Trato de ação de restabelecimento de benefício previdenciário, com pedido de concessão da tutela antecipada, a qual será analisada após a realização da perícia médica.
Assim, necessária se faz a formação do contraditório para empós analisar o pedido de tutela de urgência, inclusive para que se possibilite a parte contrária a apresentação de quesitos.
No mais, historicamente a autarquia previdenciária demandada não transige, o fazendo excepcionalmente. Frente a isso, ao considerar pauta de audiências e atos cartorários desnecessários, deixo de designar audiência conciliatória e imprimo ao feito processamento pelo rito ordinário, o que faço atentando para os princípios constitucionais da economia e celeridade processual. Nada obstante, saliento que, em havendo interesse do INSS em composição, ser-lhe-á atendido pleito de designação de data para ato de conciliação.
(...)
Em casos como o vertente - ações de restabelecimento de auxílio-doença - é consabido que a prova pericial se vê como imprescindível.
(...)

Sustentou a parte agravante, em síntese, que está incapacitada para o exercício de suas atividades laborativas, porque é portadora de doença psiquiátrica (CID10 F 10.5 e CID10 G 40.5), a saber, transtornos mentais e comportamentais devidos ao uso de álcool - transtorno psicótico e síndromes epiléticas especiais.
Alegou que necessita do benefício previdenciário para garantir seu sustento.
O Instituto Nacional do Seguro Social não apresentou contraminuta ao recurso.

VOTO
Analisando o pedido de atribuição de efeito suspensivo proferi a seguinte decisão:

O presente agravo de instrumento, com requerimento de atribuição de efeito suspensivo, foi interposto contra decisão que, proferida na justiça estadual, no exercício de competência delegada, indeferiu pedido de antecipação dos efeitos da tutela para restabelecer auxílio-doença.
Sustentou a parte agravante, em síntese, encontrarem-se presentes a verossimilhança das alegações e o fundado receio de dano irreparável ou de difícil reparação, razão pela qual deve ser imediatamente restabelecido o benefício.
Postulou a reforma da decisão.
Prossigo para decidir.
O art. 59 da Lei n º 8.213/91 dispõe: o auxílio-doença será devido ao segurado que, havendo cumprido, quando for o caso, o período de carência exigido nesta Lei, ficar incapacitado para o seu trabalho ou para sua atividade habitual por mais de 15 (quinze) dias consecutivos.
À perícia realizada no âmbito do Instituto Nacional do Seguro Social, com presunção relativa de legitimidade, que concluiu se encontrar o segurado em condições de exercer seu trabalho, não são oponíveis apenas atestados médicos em sentido contrário.
A decisão agravada assim fundamentou e concluiu por postergar a análise da antecipação da tutela (fls. 57 e 58):

Trato de ação de restabelecimento de benefício previdenciário, com pedido de concessão da tutela antecipada, a qual será analisada após a realização da perícia médica.
Assim, necessária se faz a formação do contraditório para empós analisar o pedido de tutela de urgência, inclusive para que se possibilite a parte contrária a apresentação de quesitos.
No mais, historicamente a autarquia previdenciária demandada não transige, o fazendo excepcionalmente.
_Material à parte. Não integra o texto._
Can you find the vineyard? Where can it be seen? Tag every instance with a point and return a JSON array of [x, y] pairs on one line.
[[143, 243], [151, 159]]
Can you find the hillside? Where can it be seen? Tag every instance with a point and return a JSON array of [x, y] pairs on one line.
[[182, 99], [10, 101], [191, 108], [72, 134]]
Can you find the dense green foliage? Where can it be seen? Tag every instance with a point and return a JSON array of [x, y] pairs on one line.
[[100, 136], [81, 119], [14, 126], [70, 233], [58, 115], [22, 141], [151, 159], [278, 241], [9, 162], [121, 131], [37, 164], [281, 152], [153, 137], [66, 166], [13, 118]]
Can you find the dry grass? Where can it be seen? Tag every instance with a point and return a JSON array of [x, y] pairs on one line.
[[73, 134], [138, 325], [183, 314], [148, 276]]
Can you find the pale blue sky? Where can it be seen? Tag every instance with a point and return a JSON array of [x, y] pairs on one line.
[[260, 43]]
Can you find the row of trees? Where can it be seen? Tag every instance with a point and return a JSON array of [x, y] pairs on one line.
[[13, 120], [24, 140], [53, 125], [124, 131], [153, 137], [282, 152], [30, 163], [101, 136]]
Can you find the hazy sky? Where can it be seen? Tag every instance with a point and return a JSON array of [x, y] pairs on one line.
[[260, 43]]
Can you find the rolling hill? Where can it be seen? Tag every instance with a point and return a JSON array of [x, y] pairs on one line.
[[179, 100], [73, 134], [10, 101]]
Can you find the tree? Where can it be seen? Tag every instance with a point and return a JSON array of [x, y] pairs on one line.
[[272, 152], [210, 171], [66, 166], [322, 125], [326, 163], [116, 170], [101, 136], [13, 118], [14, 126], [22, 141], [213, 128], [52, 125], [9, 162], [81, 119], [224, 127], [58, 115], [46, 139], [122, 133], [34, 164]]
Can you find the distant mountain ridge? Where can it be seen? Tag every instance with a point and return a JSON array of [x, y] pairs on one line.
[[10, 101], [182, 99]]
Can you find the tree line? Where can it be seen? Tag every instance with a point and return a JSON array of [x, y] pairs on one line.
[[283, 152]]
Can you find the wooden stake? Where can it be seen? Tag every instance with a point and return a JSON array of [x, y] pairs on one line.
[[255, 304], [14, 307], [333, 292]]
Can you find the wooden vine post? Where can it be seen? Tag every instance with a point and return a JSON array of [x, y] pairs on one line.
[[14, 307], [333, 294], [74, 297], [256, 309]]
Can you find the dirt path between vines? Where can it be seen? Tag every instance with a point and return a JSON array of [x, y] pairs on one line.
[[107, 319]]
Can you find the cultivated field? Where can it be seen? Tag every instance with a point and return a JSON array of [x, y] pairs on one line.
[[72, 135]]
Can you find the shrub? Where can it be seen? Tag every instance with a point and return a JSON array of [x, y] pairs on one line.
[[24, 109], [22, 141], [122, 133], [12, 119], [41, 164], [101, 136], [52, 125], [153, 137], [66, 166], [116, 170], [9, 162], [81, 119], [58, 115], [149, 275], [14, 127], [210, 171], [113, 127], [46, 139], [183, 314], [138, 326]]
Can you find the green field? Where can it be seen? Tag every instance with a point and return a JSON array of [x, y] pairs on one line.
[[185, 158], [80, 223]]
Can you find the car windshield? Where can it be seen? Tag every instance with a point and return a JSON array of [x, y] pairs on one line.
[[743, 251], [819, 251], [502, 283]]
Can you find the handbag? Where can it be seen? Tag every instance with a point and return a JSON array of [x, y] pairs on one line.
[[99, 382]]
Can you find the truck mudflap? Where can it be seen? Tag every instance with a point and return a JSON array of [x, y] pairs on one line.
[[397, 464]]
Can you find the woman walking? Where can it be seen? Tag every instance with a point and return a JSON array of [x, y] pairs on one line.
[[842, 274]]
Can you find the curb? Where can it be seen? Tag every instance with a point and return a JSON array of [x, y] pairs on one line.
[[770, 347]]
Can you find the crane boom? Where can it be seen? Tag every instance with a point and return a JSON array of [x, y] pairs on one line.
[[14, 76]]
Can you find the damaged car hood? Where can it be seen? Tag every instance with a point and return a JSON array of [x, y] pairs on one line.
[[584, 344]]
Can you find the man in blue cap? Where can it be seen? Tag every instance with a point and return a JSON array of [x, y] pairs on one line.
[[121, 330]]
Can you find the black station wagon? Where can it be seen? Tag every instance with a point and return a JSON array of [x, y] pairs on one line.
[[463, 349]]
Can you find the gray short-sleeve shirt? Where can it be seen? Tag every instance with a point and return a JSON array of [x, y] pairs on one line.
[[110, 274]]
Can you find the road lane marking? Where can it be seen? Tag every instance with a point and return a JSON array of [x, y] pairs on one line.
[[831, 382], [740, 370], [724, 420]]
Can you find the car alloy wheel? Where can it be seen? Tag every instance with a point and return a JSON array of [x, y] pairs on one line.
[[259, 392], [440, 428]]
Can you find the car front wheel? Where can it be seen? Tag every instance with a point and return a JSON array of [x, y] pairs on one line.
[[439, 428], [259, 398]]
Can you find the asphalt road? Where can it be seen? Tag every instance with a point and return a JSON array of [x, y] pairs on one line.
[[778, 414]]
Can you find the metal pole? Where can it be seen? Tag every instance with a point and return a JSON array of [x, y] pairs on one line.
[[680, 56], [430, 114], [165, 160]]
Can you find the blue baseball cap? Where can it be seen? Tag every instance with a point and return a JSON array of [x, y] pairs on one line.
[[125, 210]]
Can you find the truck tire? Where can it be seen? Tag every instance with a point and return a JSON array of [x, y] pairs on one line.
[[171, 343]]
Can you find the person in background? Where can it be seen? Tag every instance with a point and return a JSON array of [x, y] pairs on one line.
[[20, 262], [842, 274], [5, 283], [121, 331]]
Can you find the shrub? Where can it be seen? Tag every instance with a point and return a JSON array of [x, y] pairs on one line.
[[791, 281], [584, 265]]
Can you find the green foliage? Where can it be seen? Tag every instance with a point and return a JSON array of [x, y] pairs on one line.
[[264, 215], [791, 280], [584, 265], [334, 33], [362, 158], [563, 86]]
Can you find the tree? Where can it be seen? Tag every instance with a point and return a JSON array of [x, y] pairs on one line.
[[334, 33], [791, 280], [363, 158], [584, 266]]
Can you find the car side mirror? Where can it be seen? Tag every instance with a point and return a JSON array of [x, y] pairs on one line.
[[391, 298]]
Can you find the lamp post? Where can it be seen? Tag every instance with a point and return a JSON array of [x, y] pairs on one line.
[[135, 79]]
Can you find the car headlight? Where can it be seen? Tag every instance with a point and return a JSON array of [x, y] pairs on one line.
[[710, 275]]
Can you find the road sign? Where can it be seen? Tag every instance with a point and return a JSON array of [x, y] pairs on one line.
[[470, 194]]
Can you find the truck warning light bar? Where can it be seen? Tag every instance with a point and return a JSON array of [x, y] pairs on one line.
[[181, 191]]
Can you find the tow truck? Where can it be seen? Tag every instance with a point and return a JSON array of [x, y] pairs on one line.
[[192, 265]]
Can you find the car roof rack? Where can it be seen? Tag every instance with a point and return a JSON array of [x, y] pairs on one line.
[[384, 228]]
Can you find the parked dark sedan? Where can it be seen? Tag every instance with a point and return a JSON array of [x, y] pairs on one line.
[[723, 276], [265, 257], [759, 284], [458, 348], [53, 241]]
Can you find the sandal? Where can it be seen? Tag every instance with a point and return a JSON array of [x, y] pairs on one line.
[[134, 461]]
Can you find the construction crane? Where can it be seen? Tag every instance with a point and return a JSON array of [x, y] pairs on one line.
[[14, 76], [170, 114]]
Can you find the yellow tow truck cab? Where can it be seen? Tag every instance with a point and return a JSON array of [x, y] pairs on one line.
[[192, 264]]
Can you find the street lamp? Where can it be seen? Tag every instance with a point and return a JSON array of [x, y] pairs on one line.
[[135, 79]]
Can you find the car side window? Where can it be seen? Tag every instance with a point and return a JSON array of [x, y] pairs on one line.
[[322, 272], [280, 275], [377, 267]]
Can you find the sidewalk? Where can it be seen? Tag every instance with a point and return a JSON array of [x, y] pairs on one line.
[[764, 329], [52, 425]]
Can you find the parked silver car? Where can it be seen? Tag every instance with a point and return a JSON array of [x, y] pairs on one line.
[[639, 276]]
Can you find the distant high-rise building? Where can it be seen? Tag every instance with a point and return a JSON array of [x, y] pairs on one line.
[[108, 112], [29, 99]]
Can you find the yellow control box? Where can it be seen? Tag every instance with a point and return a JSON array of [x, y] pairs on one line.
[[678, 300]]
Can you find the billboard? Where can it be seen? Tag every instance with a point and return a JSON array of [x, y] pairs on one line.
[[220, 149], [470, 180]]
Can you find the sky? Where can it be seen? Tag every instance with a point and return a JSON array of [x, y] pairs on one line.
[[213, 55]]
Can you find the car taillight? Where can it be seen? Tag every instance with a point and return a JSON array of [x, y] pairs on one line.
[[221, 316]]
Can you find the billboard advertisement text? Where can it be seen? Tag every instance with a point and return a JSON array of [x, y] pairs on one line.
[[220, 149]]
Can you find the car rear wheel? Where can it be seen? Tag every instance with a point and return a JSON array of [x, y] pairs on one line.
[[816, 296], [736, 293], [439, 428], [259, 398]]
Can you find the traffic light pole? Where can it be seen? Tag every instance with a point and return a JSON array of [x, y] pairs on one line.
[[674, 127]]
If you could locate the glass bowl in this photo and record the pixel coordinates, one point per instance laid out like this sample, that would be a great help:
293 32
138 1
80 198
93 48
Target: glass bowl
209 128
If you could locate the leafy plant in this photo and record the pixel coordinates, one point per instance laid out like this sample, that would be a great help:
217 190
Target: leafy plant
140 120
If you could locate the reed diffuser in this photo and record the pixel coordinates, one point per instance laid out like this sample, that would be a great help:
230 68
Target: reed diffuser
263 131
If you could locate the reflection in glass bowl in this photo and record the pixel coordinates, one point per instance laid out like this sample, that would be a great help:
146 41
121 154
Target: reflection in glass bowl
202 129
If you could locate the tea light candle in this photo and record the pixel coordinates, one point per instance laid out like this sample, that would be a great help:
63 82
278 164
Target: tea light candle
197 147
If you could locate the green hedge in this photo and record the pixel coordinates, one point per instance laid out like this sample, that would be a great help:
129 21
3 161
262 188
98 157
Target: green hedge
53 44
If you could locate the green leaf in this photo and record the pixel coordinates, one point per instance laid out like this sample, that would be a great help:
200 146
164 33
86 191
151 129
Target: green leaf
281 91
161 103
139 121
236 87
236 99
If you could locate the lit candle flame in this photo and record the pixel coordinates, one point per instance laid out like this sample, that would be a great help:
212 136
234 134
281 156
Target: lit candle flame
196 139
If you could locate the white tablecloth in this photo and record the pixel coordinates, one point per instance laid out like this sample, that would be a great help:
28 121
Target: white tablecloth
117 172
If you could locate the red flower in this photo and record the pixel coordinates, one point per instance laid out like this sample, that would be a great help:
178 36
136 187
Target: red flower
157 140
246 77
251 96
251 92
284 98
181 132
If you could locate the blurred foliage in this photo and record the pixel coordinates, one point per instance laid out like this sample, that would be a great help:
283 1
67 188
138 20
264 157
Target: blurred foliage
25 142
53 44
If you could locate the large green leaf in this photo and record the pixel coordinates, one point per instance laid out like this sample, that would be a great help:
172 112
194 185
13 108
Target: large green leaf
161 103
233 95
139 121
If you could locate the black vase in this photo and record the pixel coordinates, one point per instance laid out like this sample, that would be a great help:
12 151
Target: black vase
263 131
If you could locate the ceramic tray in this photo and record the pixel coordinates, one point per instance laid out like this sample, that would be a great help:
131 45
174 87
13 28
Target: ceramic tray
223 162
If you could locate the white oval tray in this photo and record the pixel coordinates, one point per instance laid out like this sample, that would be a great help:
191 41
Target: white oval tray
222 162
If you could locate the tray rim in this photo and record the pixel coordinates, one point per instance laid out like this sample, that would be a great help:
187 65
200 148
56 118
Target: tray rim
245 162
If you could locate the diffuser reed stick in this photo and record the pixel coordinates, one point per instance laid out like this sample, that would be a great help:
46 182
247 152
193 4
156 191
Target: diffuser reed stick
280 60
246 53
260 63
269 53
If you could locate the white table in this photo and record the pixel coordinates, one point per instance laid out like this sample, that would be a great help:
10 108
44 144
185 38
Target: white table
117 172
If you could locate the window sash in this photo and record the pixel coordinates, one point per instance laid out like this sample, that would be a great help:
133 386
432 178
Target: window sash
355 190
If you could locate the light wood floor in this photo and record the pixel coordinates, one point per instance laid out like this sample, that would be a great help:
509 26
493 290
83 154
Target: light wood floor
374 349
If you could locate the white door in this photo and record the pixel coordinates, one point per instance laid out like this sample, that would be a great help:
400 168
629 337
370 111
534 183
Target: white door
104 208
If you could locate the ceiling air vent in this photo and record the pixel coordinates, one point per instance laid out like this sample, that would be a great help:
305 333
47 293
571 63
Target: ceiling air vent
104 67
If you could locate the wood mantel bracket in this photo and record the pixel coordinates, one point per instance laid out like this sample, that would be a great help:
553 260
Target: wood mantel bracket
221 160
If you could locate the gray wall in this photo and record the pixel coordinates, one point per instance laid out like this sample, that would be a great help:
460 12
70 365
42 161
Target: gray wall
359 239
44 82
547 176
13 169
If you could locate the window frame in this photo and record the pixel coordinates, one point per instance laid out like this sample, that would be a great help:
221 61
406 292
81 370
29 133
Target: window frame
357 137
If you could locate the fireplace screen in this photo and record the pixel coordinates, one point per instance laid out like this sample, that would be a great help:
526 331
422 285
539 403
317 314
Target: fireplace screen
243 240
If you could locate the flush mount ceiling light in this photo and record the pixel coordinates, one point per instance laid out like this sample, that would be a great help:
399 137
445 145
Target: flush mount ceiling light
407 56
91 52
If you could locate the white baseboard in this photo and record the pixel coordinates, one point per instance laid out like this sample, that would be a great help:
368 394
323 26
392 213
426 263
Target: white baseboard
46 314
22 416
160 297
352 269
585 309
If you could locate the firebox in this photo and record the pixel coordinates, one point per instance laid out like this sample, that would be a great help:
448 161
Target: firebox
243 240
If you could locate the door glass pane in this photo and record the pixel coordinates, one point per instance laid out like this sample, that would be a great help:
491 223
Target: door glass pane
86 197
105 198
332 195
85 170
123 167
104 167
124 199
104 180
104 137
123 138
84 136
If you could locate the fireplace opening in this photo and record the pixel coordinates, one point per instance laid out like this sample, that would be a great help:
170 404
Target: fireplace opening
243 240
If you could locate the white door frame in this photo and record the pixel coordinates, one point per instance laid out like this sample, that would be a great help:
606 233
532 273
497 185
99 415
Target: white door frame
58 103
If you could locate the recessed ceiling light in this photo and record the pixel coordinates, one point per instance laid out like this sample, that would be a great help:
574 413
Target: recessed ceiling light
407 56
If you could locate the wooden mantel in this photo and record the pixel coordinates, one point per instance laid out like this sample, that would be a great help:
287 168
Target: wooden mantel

Frente a isso, ao considerar pauta de audiências e atos cartorários desnecessários, deixo de designar audiência conciliatória e imprimo ao feito processamento pelo rito ordinário, o que faço atentando para os princípios constitucionais da economia e celeridade processual. Nada obstante, saliento que, em havendo interesse do INSS em composição, ser-lhe-á atendido pleito de designação de data para ato de conciliação.
(...)
Em casos como o vertente - ações de restabelecimento de auxílio-doença - é consabido que a prova pericial se vê como imprescindível.
(...)

O autor ajuizou ação ordinária alegando, em resumo, que recebeu benefício auxílio-doença junto ao Instituto Nacional do Seguro Social no período de 20 de outubro de 2014 até 18 de maio de 2015.
O agravante juntou aos autos atestados médicos datados em 17 de junho de 2015 (fl. 38), 15 de maio de 2015 (fl. 39), 19 de janeiro de 2015 (fl. 41) e 1º de dezembro de 2014 (fl. 42), todos assinados pelo mesmo profissional, Dr. Gilberto Silva, CRM/SC 1612, clínico geral e médico do trabalho, informando que a parte autora apresenta distúrbio psiquiátrico em razão do alcoolismo, ficando impossibilitado de exercer suas atividades laborativas.
Acompanha a petição do agravo de instrumento cópia de receitas médicas (fls. 43 e 44), e ainda, declarações de internações do autor em clínica para tratamento de dependência química (fls. 46 a 48)
No caso, somente os documentos de fls. 38 e 39 são contemporâneos e contrariam a perícia administrativa.
Assim, os referidos documentos não são prova robusta, suficientemente hábil a desconstituir a perícia realizada no âmbito do Instituto Nacional do Seguro Social, cujos atos têm presunção relativa de legitimidade.
Em face do que foi dito, indefiro o pedido de efeito suspensivo.
Comunique-se ao juízo de origem.
Intimem-se, sendo a parte agravada na forma e para os fins legais.
Após, voltem conclusos.
Publique-se.

Em face do que foi dito, à conta da suficiência dos fundamentos já deduzidos na decisão acima, adoto-os em definitivo e voto por negar provimento ao agravo de instrumento.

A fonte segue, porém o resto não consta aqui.